O cavalo em movimento de Muybridge: como se fosse um filme... |
Disponível na plataforma Filmin, Revelando Muybridge é um exercício exemplar de revisitação e redescoberta da herança do fotógrafo Eadweard Muybridge (1830-1904): com ele, os avanços técnicos foram também revoluções do olhar — este texto foi publicado no Diário de Notícias (24 janeiro).
São muitos os filmes disponíveis nas plataformas de streaming que relançam a tradição televisiva dos documentários sobre “artes & letras”, dando-nos a conhecer o trabalho, as proezas, por vezes as revoluções estéticas ou narrativas protagonizadas pelos mais diversos criadores. A maioria fica-se pela convenção informativa, certamente interessante em termos enciclopédicos, mas pouco inventiva no plano cinematográfico. Revelando Muybridge (título original: Exposing Muybridge), disponível na Filmin, é uma bela excepção.
A história e, mais do que isso, a herança técnica e formal do inglês Eadweard Muybridge (1830-1904) apresenta como capítulo central as célebres fotografias de um cavalo em movimento realizadas em 1878, nos EUA, em Palo Alto, por encomenda de Leland Stanford, ex-governador da Califórnia e apaixonado criador de cavalos. Para Stanford, tratava-se de esclarecer se, durante a corrida, em algum momento, um cavalo teria as quatro patas no ar… Para Muybridge, a experiência representou um desafio às próprias potencialidades do aparelho fotográfico e, em particular, à sua capacidade de dar conta do movimento.

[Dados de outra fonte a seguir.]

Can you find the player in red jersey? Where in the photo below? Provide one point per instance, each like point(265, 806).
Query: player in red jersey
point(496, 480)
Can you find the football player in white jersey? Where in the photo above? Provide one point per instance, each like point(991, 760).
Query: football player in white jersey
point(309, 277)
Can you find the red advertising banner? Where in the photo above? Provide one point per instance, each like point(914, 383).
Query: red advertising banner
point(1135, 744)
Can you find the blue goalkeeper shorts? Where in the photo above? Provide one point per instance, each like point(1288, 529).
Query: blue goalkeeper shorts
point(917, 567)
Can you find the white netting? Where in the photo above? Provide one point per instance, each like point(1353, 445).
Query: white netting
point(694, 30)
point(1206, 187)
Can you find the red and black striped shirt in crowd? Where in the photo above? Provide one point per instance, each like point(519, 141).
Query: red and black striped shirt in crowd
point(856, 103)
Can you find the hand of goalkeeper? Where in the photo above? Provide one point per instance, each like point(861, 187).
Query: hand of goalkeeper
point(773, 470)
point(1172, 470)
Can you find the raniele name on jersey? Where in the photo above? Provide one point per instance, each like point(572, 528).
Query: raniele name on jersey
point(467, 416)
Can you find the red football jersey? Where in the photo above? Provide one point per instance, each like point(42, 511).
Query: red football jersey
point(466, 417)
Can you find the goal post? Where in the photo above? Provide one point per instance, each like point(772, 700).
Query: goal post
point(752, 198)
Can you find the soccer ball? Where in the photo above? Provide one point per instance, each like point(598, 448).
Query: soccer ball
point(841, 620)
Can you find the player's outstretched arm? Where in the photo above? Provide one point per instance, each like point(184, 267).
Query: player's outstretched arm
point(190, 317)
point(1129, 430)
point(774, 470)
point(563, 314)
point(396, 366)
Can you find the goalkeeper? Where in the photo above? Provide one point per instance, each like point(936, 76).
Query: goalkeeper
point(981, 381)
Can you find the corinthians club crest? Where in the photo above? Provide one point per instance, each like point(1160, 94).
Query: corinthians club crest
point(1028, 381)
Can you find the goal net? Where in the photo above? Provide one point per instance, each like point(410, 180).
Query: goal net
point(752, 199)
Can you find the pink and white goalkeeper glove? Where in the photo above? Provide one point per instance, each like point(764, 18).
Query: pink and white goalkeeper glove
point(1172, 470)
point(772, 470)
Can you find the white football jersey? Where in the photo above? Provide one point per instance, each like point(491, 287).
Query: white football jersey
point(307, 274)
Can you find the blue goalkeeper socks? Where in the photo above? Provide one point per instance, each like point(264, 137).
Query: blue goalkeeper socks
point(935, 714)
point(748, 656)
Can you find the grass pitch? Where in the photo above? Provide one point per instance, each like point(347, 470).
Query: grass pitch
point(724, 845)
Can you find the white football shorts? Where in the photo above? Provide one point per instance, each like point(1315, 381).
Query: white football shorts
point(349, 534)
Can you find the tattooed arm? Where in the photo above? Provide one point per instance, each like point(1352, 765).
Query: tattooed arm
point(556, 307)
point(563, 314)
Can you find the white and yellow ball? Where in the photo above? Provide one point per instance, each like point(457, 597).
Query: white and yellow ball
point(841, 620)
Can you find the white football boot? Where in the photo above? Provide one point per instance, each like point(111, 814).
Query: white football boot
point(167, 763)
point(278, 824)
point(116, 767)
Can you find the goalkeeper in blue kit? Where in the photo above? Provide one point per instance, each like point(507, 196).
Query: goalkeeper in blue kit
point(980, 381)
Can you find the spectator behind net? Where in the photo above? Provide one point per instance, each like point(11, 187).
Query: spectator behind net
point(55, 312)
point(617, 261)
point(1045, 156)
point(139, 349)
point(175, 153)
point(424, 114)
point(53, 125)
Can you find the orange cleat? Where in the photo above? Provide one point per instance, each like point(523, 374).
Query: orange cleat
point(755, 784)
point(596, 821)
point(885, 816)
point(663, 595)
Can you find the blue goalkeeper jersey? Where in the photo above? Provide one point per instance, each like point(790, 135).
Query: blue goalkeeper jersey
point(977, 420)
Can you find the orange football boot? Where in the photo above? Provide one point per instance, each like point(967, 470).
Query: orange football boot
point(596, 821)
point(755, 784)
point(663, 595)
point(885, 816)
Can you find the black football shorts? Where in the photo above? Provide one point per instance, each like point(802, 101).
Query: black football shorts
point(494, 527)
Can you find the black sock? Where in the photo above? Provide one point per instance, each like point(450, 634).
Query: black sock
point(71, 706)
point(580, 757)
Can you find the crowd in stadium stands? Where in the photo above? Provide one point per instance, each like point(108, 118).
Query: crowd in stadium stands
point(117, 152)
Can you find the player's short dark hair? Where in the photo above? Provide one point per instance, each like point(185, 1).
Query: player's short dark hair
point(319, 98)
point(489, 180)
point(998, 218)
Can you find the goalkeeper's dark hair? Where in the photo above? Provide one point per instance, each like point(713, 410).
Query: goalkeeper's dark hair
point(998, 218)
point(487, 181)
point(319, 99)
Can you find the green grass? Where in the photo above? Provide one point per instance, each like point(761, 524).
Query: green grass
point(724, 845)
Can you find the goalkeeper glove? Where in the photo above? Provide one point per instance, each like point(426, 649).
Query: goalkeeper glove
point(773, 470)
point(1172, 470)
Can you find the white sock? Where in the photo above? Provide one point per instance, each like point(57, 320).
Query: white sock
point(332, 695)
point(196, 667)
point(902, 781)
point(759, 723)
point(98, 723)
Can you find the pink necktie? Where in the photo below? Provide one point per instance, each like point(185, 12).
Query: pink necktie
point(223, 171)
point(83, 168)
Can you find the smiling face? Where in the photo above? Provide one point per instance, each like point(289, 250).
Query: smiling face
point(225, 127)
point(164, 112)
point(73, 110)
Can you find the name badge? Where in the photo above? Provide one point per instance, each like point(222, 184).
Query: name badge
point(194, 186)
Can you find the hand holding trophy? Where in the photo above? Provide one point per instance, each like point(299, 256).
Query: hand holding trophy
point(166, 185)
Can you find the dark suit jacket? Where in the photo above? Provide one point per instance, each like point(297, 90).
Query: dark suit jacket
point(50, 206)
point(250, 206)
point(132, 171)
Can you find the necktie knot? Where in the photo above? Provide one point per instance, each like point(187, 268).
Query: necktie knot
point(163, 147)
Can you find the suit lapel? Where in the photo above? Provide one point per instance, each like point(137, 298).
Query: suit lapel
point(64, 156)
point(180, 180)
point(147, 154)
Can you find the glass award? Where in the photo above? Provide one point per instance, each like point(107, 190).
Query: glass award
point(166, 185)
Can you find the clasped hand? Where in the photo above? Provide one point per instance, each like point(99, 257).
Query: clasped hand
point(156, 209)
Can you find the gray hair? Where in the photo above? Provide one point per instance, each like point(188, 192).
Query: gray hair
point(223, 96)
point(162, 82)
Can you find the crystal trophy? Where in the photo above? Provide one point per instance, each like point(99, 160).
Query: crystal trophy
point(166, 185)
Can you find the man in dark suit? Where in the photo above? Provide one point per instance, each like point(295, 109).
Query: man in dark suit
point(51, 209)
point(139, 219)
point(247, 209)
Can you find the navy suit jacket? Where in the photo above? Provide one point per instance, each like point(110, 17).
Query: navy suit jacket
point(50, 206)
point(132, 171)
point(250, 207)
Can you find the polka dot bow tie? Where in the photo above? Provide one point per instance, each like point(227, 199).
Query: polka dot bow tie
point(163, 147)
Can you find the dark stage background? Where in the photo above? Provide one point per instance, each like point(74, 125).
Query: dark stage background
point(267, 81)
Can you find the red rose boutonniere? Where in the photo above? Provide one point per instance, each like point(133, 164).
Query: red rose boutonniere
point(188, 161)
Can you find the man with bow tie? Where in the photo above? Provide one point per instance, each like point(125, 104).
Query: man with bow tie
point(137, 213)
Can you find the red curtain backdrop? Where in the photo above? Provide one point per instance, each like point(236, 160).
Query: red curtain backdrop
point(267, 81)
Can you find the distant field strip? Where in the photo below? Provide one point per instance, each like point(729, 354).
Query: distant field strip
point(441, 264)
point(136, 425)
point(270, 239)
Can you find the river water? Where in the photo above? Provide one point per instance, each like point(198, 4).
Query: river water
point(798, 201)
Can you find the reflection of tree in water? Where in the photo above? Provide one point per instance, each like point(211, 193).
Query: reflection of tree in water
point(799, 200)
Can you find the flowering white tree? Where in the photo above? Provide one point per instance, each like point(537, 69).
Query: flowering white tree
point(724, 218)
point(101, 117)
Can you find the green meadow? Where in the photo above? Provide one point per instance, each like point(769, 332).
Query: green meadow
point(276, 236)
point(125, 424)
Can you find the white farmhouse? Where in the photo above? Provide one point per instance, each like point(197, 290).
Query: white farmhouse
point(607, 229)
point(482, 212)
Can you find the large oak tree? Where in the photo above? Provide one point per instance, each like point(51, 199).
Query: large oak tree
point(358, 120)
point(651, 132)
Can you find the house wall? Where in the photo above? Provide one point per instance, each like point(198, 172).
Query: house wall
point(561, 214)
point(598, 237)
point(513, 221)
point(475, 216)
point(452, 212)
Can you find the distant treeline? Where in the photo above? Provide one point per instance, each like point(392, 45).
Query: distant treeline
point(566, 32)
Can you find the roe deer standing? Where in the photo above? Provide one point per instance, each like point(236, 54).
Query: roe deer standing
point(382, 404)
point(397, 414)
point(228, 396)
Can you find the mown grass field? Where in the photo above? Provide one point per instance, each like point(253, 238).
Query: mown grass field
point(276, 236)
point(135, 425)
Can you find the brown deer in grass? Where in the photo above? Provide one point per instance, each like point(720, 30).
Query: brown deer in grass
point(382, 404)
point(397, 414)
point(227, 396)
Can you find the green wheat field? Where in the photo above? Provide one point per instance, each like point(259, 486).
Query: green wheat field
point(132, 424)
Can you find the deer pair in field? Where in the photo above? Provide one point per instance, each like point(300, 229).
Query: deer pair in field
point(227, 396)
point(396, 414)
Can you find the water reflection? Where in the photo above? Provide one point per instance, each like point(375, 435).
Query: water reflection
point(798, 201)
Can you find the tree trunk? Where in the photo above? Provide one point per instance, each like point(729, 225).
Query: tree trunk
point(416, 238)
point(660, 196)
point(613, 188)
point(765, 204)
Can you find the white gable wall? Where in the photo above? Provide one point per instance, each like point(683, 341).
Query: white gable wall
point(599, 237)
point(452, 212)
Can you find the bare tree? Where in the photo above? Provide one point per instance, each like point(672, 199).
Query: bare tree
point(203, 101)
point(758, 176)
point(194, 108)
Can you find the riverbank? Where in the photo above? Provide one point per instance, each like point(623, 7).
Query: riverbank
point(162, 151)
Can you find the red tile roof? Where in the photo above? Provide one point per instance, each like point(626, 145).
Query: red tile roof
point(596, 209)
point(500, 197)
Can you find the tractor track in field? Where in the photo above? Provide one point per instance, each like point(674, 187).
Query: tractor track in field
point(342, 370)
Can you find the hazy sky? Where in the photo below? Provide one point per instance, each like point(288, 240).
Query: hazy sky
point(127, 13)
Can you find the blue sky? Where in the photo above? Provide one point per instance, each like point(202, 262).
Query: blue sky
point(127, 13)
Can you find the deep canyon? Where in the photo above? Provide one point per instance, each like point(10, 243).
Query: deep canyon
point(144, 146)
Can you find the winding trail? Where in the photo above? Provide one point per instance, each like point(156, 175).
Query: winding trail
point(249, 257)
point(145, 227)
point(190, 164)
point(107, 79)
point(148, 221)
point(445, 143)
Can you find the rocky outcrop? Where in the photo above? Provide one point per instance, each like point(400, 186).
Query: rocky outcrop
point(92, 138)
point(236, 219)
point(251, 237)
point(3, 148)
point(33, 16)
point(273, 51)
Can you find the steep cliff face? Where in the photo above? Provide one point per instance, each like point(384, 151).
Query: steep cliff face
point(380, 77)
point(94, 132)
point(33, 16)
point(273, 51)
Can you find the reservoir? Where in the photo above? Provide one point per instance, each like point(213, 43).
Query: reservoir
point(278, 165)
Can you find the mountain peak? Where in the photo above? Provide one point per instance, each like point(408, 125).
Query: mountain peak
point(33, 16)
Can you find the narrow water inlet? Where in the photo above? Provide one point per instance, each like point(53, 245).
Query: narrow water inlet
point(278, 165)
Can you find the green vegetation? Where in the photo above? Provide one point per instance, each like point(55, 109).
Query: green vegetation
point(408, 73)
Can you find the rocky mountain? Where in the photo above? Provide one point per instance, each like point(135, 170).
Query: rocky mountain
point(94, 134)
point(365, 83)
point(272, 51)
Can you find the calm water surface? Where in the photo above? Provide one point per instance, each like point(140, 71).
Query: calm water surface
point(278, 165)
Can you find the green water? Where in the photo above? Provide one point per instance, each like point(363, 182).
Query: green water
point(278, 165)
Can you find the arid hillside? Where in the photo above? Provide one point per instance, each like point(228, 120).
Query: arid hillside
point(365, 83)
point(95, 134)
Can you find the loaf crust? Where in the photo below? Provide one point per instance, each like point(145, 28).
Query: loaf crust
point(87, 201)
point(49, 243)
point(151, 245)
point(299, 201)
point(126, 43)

Distinguido em 2022 nos prémios da Writers Guild of America (melhor argumento para um documentário), Revelando Muybridge narra, assim, um capítulo fascinante da história dos olhares humanos. Através de uma pedagógica montagem de materiais de arquivo e vários depoimentos, o realizador e argumentista Marc Schaffer mostra como Muybridge soube aplicar a fotografia para lá das tarefas rotineiras de “confirmação” das aparências do mundo à nossa volta. Ou como diz a certa altura Tom Gunning, professor da Universidade de Chicago: Muybridge foi protagonista e mentor de “uma verdadeira revolução”. A saber: “A máquina fotográfica tornava-se mais poderosa do que o olho humano.”
A viagem que o documentário propõe é tanto mais envolvente quanto os entrevistados pertencem a domínios muito variados, incluindo ainda, entre outros, Marta Braun, professora e curadora especialista em Muybridge, o fotógrafo Mark Klett, a escritora Rebecca Gowers e até o actor Gary Oldman, neste caso enquanto coleccionador de arte.
Ironicamente, nos primeiros anos do labor de Muybridge, as suas imagens pareciam corresponder a uma lógica de “fotógrafo da natureza”, de algum modo antecipando as obras de mestres americanos como Edward Weston (1886-1958) ou Ansel Adams (1902-1984). Será, em parte, verdade, mas Marc Schaffer consegue a proeza de expor as relações da própria composição da imagens com elementos muito específicos da vida familiar e da personalidade de Muybridge. Sem esquecer que o seu empenhamento no estudo do movimento — incluindo a combinação de fotografias para criar a ilusão desse mesmo movimento — o define também como pioneiro do olhar cinematográfico. Daí o singular didactismo de Revelando Muybridge: nesta época de aceleração das imagens e comportamentos desatentos, sabe bem redescobrir os sinais de quem nunca desistiu do rigor, e também da emoção, que um olhar pode conter e, de alguma maneira, partilhar.